Saliva-based liquid biopsy for non-small cell lung cancer. ctDNA and tumor-derived exosomes enter the circulation and reach the salivary glands. ctDNA and exosomes are uptaken by salivary gland acinar cells via endocytosis or membrane fusion. Central to saliva liquid biopsy techniques is the capture and analysis of ctDNA, which includes EGFR exon 19 deletion and L858R mutation. Combining salivary ctDNA and exosome analyses can provide more comprehensive panels of molecular markers for precision medicine application in a minimally invasive manner. Abbreviations: ctDNA, circulating tumor DNA; EGFR, epidermal growth factor receptor.

5. FUTURE PERSPECTIVE

The use of salivaomics for cancer detection, diagnosis, and disease monitoring is an exciting prospect. Indeed, the ease with which a biopsy from saliva can be obtained would have a positive impact on patients’ quality of life. However, before salivaomics can be successfully adopted in the clinical setting, more work is required to understand how exosomes mediate communication between distal tumors and organs such as the salivary glands. Furthermore, there must be a robust evaluation of the validity of salivary exosome-associated biomarkers. It is also currently unclear whether using salivary exosomes would be more effective than current methods of analysis in oncology such as those involving ctDNA, circulating tumor cells, or exosomal miRNA. On the one hand, mutational analysis of ctDNA does not reveal detailed information about signaling pathways that are active in a particular tumor. In this case, additional salivaomic analysis may provide a more information-rich basis upon which decisions regarding treatment could be made. Analysis of salivary exosomes may also be more representative of the whole tumor when compared to circulating tumor cells, which make up a very small fraction of the malignancy. On the other hand, analysis of exosomal miRNA may be desirable. This is because each exosome will contain a subset of the total cellular miRNA complement due to the randomized encapsulation of miRNAs at the point of vesicle formation.

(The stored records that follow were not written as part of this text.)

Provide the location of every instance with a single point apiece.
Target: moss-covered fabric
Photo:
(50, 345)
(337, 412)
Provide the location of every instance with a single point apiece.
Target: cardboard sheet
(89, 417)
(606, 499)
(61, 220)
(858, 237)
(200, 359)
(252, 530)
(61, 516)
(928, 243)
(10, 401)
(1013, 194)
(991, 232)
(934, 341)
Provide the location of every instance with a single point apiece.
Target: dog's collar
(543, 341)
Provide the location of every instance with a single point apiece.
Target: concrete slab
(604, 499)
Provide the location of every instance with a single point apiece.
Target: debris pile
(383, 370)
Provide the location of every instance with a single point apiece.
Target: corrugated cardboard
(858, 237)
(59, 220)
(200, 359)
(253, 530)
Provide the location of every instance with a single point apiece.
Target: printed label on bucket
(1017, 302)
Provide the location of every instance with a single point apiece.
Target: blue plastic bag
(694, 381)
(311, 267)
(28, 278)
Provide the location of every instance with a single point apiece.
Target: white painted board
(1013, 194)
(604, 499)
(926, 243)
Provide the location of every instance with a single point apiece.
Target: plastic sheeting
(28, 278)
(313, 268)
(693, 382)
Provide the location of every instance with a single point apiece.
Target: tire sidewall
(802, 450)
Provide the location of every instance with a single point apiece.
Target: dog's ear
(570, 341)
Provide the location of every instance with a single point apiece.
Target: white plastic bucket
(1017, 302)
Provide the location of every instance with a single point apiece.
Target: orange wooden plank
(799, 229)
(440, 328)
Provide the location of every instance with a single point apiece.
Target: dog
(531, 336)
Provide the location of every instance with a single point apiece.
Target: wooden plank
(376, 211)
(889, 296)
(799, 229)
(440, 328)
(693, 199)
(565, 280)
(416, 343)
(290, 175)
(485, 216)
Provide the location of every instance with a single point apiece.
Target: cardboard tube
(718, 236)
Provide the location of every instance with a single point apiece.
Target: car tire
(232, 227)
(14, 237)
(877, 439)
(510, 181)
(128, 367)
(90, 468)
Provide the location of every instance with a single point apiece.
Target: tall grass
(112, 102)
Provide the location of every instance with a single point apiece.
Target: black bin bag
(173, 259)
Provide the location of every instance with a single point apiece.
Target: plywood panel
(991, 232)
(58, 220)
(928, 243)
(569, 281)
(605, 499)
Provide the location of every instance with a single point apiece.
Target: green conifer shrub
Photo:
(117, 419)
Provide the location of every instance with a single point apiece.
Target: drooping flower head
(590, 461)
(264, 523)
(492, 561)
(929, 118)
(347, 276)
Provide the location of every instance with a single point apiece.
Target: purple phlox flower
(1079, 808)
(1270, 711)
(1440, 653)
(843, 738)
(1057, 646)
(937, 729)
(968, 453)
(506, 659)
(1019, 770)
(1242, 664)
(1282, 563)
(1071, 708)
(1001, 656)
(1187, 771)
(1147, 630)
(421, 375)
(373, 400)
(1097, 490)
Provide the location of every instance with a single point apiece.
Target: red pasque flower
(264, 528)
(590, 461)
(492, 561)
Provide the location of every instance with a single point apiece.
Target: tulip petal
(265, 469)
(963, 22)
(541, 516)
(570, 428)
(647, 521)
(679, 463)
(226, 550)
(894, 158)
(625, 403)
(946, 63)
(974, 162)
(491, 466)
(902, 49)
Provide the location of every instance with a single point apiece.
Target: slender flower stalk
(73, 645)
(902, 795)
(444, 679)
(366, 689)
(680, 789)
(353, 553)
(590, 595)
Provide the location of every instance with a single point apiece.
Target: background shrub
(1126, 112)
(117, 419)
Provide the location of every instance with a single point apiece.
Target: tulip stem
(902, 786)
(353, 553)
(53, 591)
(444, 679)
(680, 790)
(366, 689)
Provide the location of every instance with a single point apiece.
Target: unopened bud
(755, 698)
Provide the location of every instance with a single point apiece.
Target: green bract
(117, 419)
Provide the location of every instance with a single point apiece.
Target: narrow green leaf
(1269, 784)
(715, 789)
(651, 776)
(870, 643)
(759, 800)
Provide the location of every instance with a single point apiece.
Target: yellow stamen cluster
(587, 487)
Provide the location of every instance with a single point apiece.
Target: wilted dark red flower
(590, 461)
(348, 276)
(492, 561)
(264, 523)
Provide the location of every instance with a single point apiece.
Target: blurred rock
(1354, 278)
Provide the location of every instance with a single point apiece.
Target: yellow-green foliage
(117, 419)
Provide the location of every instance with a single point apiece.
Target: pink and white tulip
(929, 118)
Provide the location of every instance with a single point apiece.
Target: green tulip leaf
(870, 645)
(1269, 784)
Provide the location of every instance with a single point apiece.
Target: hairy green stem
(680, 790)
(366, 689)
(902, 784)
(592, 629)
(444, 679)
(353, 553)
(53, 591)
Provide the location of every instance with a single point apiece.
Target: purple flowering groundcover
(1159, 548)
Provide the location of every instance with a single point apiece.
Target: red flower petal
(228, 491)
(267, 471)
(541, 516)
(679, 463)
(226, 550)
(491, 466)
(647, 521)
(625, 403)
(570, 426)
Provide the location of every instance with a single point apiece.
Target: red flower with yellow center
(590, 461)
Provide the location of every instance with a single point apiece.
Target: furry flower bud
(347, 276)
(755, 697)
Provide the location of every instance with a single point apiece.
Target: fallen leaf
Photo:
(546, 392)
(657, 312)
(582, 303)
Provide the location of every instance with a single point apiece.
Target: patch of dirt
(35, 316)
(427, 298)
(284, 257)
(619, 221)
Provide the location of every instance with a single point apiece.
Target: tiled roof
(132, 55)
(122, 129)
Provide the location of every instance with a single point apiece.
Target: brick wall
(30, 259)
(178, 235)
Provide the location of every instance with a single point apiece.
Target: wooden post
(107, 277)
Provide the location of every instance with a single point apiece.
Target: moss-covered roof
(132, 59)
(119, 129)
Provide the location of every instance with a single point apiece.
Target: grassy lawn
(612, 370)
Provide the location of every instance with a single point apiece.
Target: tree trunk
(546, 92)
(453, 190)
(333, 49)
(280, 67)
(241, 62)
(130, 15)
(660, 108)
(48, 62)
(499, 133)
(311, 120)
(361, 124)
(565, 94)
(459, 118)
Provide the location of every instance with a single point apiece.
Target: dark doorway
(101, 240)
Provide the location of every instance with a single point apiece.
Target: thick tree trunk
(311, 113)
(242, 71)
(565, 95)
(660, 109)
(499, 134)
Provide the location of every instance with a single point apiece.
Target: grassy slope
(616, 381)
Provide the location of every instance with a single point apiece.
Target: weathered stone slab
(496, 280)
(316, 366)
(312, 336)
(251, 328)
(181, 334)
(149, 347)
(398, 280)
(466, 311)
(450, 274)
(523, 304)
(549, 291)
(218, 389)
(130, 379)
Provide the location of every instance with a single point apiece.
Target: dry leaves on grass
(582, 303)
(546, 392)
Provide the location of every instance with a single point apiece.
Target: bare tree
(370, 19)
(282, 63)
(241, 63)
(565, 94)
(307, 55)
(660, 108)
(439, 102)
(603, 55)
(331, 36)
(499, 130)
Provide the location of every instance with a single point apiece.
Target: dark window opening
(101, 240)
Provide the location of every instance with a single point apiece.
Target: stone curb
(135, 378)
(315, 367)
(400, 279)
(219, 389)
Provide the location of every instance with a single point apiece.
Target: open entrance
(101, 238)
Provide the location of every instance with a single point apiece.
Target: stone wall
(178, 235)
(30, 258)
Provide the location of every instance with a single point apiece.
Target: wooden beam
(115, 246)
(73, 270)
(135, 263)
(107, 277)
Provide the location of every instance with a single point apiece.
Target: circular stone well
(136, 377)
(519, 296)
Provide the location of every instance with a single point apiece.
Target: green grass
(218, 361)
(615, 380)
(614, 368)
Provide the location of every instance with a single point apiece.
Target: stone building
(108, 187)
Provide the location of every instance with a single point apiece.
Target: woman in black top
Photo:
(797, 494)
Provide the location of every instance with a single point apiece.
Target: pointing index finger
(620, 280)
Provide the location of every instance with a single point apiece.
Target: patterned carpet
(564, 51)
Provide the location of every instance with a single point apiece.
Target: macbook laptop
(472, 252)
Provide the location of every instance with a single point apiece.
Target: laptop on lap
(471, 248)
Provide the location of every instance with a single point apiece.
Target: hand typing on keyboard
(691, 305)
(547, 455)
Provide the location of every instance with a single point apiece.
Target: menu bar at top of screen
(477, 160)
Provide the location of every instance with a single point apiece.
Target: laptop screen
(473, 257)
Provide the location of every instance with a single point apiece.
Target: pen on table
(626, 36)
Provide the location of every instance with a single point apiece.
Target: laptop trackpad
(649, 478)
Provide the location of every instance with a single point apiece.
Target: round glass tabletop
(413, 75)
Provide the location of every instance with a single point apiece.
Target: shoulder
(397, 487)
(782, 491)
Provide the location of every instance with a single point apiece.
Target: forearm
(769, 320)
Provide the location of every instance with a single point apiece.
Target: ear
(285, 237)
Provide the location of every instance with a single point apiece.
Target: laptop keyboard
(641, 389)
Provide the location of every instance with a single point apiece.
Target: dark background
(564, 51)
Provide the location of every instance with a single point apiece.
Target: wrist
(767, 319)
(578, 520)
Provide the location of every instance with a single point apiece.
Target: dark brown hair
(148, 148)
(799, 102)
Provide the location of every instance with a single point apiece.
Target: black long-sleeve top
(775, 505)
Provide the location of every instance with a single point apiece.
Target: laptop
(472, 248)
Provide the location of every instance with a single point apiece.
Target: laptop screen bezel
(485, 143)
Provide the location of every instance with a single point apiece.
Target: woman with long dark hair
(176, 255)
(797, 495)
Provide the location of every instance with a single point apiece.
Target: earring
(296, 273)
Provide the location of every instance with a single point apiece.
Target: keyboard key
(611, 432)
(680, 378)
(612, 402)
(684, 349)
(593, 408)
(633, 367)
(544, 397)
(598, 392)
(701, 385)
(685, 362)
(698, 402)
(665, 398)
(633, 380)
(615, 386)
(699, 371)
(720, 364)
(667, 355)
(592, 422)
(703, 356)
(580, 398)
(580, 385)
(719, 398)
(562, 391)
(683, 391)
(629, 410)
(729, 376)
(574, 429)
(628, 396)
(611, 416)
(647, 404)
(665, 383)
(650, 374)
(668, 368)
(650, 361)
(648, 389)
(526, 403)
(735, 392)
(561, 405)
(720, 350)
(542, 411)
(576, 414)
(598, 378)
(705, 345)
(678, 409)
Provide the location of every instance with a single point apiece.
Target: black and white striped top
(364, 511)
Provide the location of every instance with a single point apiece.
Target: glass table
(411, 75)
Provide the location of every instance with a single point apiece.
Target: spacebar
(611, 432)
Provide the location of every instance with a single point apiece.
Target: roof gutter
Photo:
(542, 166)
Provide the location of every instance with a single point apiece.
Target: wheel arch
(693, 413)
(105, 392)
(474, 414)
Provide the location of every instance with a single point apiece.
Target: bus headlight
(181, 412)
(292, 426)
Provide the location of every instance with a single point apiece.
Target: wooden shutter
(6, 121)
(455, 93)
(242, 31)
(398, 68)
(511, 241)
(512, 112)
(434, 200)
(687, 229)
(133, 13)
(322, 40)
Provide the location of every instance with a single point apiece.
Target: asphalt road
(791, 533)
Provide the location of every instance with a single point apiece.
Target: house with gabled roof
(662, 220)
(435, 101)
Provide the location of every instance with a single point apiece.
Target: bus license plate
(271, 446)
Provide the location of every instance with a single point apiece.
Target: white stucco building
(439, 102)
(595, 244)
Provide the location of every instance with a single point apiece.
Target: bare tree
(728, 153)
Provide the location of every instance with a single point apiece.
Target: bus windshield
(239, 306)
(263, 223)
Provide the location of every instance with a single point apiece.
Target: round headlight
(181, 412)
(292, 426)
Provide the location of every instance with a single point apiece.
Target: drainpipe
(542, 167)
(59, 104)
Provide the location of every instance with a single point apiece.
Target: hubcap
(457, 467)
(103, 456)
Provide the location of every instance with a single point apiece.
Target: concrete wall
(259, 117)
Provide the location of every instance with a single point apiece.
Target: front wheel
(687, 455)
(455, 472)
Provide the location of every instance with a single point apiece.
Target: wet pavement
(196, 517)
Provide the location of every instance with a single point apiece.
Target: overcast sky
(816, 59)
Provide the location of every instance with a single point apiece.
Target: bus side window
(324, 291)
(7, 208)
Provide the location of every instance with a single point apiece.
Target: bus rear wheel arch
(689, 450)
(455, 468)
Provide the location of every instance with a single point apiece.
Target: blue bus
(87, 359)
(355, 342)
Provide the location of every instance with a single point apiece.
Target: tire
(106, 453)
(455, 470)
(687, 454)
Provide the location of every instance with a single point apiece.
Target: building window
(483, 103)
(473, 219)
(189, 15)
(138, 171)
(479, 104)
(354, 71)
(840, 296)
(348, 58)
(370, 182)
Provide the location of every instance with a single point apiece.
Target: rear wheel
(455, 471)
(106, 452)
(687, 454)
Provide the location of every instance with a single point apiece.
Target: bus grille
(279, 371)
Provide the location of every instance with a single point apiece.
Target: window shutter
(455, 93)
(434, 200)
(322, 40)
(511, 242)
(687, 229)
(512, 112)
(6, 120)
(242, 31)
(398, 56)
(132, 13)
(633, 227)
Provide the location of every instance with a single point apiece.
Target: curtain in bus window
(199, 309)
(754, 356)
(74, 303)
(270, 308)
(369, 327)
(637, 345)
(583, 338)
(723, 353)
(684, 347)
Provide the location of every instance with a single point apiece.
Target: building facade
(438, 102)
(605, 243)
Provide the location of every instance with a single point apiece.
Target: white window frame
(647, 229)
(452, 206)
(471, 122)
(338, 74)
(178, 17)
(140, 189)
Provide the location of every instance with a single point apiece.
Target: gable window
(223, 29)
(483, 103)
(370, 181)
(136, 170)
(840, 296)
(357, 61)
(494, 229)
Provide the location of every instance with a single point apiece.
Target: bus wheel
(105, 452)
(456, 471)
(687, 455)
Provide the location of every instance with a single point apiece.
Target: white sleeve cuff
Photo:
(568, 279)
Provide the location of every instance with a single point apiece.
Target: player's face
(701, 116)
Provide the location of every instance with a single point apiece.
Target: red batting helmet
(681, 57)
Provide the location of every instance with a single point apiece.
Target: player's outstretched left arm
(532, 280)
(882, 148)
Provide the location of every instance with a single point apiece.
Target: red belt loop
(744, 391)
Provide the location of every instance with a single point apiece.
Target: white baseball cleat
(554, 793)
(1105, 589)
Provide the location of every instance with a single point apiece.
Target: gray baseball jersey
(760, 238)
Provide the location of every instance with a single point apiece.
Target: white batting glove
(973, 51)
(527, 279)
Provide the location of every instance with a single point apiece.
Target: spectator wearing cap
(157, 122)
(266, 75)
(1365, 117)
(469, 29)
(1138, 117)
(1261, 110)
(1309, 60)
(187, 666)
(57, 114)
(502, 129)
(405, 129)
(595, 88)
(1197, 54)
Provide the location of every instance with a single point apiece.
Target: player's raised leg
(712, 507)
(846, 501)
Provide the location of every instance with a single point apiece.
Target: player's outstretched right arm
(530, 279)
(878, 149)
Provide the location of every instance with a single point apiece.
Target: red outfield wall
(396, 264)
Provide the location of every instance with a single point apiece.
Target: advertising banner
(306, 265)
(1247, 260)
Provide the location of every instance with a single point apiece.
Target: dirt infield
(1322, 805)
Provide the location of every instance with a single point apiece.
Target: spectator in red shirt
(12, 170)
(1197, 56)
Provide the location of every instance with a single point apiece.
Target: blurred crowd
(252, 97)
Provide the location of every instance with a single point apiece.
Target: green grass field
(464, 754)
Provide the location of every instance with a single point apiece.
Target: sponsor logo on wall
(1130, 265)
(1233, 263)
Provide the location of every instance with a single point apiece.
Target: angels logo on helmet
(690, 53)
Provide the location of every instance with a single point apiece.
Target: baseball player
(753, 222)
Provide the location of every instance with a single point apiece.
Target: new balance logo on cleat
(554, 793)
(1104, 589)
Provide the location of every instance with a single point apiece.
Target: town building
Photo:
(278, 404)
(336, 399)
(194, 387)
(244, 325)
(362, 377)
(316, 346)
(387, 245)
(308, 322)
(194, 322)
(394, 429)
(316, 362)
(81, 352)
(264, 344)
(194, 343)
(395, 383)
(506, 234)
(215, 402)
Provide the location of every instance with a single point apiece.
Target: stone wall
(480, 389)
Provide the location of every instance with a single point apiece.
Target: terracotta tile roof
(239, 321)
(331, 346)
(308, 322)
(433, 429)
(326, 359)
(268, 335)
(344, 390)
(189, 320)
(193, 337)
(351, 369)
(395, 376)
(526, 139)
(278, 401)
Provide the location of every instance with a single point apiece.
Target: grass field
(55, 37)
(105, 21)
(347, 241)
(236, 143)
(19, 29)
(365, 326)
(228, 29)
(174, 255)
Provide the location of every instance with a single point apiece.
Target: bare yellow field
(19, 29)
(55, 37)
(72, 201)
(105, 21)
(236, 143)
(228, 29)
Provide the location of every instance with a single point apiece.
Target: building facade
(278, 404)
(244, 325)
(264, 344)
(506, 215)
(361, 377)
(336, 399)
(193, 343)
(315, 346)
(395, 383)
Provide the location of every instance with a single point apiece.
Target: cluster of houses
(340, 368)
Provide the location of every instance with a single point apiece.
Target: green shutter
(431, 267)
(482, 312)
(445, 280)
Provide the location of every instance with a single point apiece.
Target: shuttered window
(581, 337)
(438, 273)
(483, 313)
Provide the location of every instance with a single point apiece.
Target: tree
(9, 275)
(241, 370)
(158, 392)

Techniques for the isolation of salivary exosomes and the quantification of their cargo require further optimization. We suggest that EFIRM technology represents a significant step forward in this regard, because it offers a rapid, robust, and cost-effective way to perform salivary biomarker detection. Continued improvement of EFIRM, together with the development of other rapid biomarker isolation techniques, will lead to earlier detection of disease, more rapid treatment, and reduced morbidity and mortality.